Tokyo (awp/afp) - L'année 2018-19 aura été rude pour Nissan, contraint mercredi de sabrer ses estimations de bénéfices au moment où le constructeur d'automobiles japonais tente de reprendre pied après le choc provoqué par l'affaire Ghosn.

Le partenaire du français Renault évalue désormais son bénéfice net à 319 milliards de yens (2,5 milliards d'euros) sur l'exercice achevé fin mars, alors qu'il visait 410 milliards. Il publiera ses résultats définitifs le 14 mai.

Par rapport à l'année 2017/18, la chute est vertigineuse, près de 60%, même si des éléments exceptionnels liés à la réforme fiscale américaine avaient biaisé la base de comparaison en dopant alors ses profits.

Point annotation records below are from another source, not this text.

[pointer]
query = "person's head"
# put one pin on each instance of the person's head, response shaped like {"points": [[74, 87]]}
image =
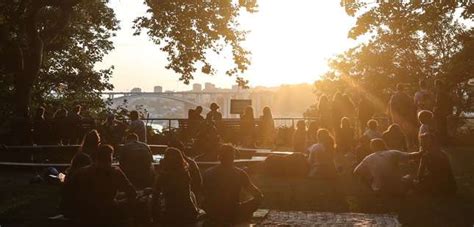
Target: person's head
{"points": [[173, 161], [77, 109], [345, 123], [427, 142], [394, 129], [226, 155], [40, 112], [377, 145], [425, 116], [423, 84], [134, 115], [248, 111], [372, 124], [301, 125], [90, 142], [267, 112], [131, 137], [400, 87], [198, 110], [104, 155], [325, 138], [214, 106]]}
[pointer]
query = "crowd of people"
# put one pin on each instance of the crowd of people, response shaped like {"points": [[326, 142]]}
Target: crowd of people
{"points": [[96, 193]]}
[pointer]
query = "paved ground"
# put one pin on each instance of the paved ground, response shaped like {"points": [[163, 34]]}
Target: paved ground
{"points": [[307, 218]]}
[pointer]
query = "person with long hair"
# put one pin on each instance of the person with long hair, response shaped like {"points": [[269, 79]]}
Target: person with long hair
{"points": [[267, 127], [173, 186], [247, 127], [321, 156], [324, 112], [394, 138]]}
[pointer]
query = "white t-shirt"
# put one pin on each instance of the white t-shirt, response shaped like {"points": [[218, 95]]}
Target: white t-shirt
{"points": [[383, 170]]}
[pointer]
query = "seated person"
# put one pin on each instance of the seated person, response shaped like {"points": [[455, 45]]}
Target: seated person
{"points": [[381, 169], [434, 173], [93, 191], [222, 186], [136, 161], [173, 188], [395, 139], [321, 156]]}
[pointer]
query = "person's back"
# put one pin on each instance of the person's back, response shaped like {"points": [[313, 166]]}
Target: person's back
{"points": [[93, 190], [135, 160]]}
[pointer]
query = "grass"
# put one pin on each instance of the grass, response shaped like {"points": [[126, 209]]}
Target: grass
{"points": [[25, 204]]}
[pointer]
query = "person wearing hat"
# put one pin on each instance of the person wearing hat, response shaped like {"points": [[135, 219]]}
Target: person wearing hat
{"points": [[214, 114]]}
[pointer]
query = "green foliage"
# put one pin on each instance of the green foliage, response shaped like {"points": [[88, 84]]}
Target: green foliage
{"points": [[188, 30]]}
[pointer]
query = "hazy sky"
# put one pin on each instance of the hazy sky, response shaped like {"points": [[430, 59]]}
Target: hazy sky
{"points": [[290, 43]]}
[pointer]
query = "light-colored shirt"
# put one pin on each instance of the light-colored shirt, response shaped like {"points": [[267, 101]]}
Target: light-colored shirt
{"points": [[382, 169]]}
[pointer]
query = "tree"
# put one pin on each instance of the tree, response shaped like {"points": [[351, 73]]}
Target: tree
{"points": [[188, 30]]}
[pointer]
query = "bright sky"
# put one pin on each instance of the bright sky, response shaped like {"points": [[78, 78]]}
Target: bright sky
{"points": [[290, 42]]}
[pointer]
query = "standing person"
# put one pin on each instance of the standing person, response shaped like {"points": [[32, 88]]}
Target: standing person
{"points": [[403, 112], [443, 108], [74, 120], [395, 139], [380, 170], [60, 127], [324, 112], [214, 114], [93, 189], [312, 134], [41, 130], [299, 138], [267, 128], [136, 161], [222, 188], [137, 126], [321, 156], [173, 187], [423, 98], [434, 173], [247, 127], [337, 110], [344, 137], [366, 111]]}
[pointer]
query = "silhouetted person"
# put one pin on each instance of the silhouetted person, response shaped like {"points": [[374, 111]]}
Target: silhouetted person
{"points": [[443, 108], [41, 127], [74, 122], [403, 112], [394, 138], [267, 128], [434, 173], [60, 126], [214, 114], [423, 98], [137, 126], [324, 112], [247, 127], [173, 188], [112, 131], [366, 112], [299, 137], [136, 161], [337, 110], [321, 156], [93, 190], [372, 131], [194, 172], [344, 136], [222, 187], [380, 170], [312, 134]]}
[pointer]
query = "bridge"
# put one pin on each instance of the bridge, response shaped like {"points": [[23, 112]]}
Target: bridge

Nissan, pionnier de la technologie électrique avec sa citadine Leaf et fabricant des crossovers Rogue, Qashqai et X-Trail, pouvait se targuer de résultats plutôt florissants au cours de la dernière décennie.

Mais il accumule désormais les déconvenues: fragilisé par un scandale d'inspection de ses véhicules au Japon, il avait déjà abaissé ses prévisions en février, et ne semble pas voir le bout du tunnel.

Dans un bref communiqué, il blâme des dépenses supplémentaires aux Etats-Unis, un "environnement économique difficile" et l'impact de l'affaire Ghosn sur les ventes.

Un nouveau numéro 2

Le constructeur est dans la tourmente depuis l'arrestation en novembre de son "sauveur" déchu, Carlos Ghosn, détenu au Japon pour des malversations financières présumées.

Son incarcération, conséquence d'une enquête menée par Nissan depuis de longs mois, a déstabilisé l'alliance formée avec Renault et profondément secoué le groupe nippon, occupé à solder les comptes avec son ancien PDG et à réformer sa gouvernance.

Depuis la prison ou bien durant sa courte période de liberté sous caution, l'intéressé, qui clame son innocence, s'est à plusieurs reprises alarmé du "déclin" de Nissan, de l'absence de "vision" à la tête de l'entreprise qu'il a dirigée pendant près de 20 ans.

De nouveau inculpé lundi, il est actuellement dans l'attente d'une décision du tribunal de Tokyo sur sa requête de libération sous caution.

L'affaire a provoqué le départ de deux proches haut placés du grand patron.

La direction a par ailleurs été renforcée avec l'annonce mardi soir de la promotion au poste de numéro deux de Yasuhiro Yamauchi, 63 ans, qui passe de "directeur de la compétitivité" (COO) à "directeur des opérations".

Fusion en projet ?

Sur le front opérationnel, le groupe nippon a par ailleurs engagé un virage stratégique par rapport à l'ère Ghosn marquée par une course aux volumes, en particulier aux Etats-Unis, un de ses premiers marchés, pour se concentrer davantage sur l'image de la marque.

Dans cette optique, "il a mis en place une campagne d'extension de garantie" sur certains véhicules, initiative qui coûte cher et explique en partie les mauvaises performances.

Le bénéfice d'exploitation est aussi en berne: il devrait s'établir autour de 318 milliards de yens, contre une précédente prévision de 450 milliards.

Le chiffre d'affaires a mieux résisté: il est attendu à 11.574 milliards de yens (92,6 milliards d'euros), comparé à une prévision de 11.600 milliards, pour 5,5 millions de véhicules écoulés sur la période d'avril 2018 à mars 2019.

Pendant ce temps, le scénario de fusion avec Renault a refait surface cette semaine dans les médias japonais. Selon le quotidien économique Nikkei, citant des sources proches du dossier, Renault a fait à Nissan une nouvelle proposition à l'occasion du premier conseil opérationnel de l'alliance, le 12 avril à Paris.

Cette initiative, si elle est vraie, "va accentuer les tensions" au sein de l'alliance au subtil équilibre, prédit le Nikkei, alors que le constructeur japonais est très attaché à son autonomie.

Ces informations viennent en outre en contradiction avec les propos d'apaisement du président de Renault, Jean-Dominique Senard, le nouveau pilote du partenariat, qui avait écarté l'idée à ce stade d'une fusion.

Si l'affaire Ghosn a aussi rejailli au niveau politique, de ce côté aussi on veut préserver une image d'union qu'illustre le message d'"attachement" à l'alliance Renault-Nissan adressé mardi par le président français Emmanuel Macron et le Premier ministre japonais Shinzo Abe, en visite à Paris.

Renault détient 43% de Nissan qui en retour possède 15% de Renault, mais sans droit de vote, une répartition qui apparaît déséquilibrée aux yeux des Japonais.